Sven Diener legt los. "Guten Morgen, Frau Hafenberg", sagt er sehr laut und sehr deutlich. "Wie geht es Ihnen denn heute?" Er legt ihr die Hand auf die Schulter, sie zuckt zusammen. "Ach, geht so. Ich habe Kopfschmerzen." – "Möchten Sie heute ein wenig länger im Bett bleiben, soll ich später noch einmal kommen?" – "Joah." "Kann ich Ihnen denn schon mal einen Kaffee bringen?" – "Joah, das wär schön." – "Was ich jetzt aber schon gern machen würde, wäre, Ihnen den Verband anzulegen, Frau Hafenberg." – "Okay." – "Gut, dann bereite ich jetzt mal den Verband vor, und dann fangen wir an." Er holt das Verbandszeug aus dem Regal, umwickelt ihren Fuß, spricht währenddessen weiter. Fragt die vermeintlich alte Dame nach der Stärke ihrer Kopfschmerzen, nach dem Befinden ihrer Kinder. Sie erzählt bereitwillig. Das Eis zwischen den beiden scheint geschmolzen. "So, sitzt der Verband so gut?" – "Alles in Ordnung so."

Fachlich und methodisch gibt es keine Beanstandungen, der Verband sitzt, auf die Schmerzsituation sei Sven Diener gut eingegangen, ist man sich einig. Er habe versucht, auf sie einzugehen, das aus dem Bettheben habe er unterlassen, "da sie es noch nicht wollte, das hätte ich dann nach dem Frühstück getan", sagt Diener. "Insgesamt habe ich mich sicher gefühlt." Barbara Spahn hakt nach. "Ist Ihnen in der Kommunikation etwas aufgefallen?" Frau Hafenberg sei distanziert gewesen, er habe gemerkt, dass sie wohl nicht gut geschlafen habe aufgrund der Kopfschmerzen. "Und nonverbal?" – "Sie hat ihren Arm weggezogen. Vielleicht ist ihr Körperkontakt allgemein unangenehm, oder sie mag nicht von einem fremden Mann berührt werden."

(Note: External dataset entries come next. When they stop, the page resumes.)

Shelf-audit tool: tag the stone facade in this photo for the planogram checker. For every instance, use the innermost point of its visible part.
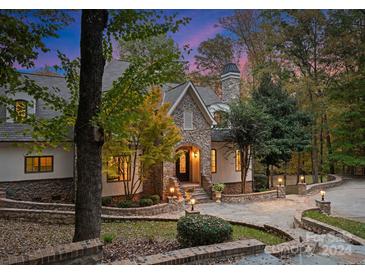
(49, 190)
(230, 87)
(80, 253)
(200, 136)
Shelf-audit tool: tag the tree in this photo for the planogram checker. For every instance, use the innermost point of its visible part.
(288, 124)
(86, 90)
(248, 128)
(151, 138)
(212, 55)
(153, 48)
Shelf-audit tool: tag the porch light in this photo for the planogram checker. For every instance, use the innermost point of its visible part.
(322, 194)
(172, 191)
(192, 202)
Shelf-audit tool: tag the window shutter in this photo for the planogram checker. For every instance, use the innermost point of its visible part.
(188, 120)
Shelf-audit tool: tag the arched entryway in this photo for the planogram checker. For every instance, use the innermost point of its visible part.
(188, 164)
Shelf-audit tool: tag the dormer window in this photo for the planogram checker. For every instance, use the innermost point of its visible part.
(21, 110)
(188, 120)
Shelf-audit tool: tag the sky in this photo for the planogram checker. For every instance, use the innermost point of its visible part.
(201, 27)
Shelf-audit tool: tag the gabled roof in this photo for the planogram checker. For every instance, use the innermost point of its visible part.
(175, 96)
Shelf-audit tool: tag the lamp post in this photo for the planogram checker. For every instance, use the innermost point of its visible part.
(192, 202)
(172, 191)
(322, 194)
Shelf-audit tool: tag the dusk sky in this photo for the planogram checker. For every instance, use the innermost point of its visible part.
(200, 28)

Auf die eigene Gesundheit achten

Sven Diener hat die Aufgabe bestanden. "Hat Sie das Verhalten verunsichert?", fragt Barbara Spahn. "Erst einmal ja", antwortet Sven Diener ehrlich. "Aber ich habe versucht, über Ausweichfragen zu ergründen, woran ihr Verhalten liegen könnte, ob es eventuell an den Schmerzen liegt."

Im Feedback von Dozentin Spahn kommt Sven Diener gut weg. "Sie haben unglaublich viel Energie, es ist zu spüren, dass Ihnen diese Arbeit wirklich Spaß macht." Sie nickt ihm aufmunternd zu.

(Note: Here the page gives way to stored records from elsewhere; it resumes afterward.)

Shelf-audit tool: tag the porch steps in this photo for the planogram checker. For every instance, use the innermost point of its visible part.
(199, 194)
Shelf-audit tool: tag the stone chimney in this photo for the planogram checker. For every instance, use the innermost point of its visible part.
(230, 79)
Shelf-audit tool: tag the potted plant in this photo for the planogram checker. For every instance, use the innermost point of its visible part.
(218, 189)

Es geht jetzt auf 20 Uhr zu, später am Abend werden die Azubis noch für die bevorstehende Examensprüfungen lernen. Die Ausbildung ist auch unter zeitlichen Aspekten eine gute Vorbereitung. Eine letzte Frage für heute hat die Dozentin aber noch: Ob den anderen noch etwas aufgefallen sei? Annette Liebscher meldet sich. Sven Diener habe "nicht auf rückenschonendes Arbeiten geachtet". Alle nicken. Sie wissen: Professionalität und Sensibilität sind wichtig, auf die eigene Gesundheit zu achten ist eine Voraussetzung, in diesem Beruf zu bestehen. Stichwort Selbstreflexion. Dann werden die Rollen getauscht.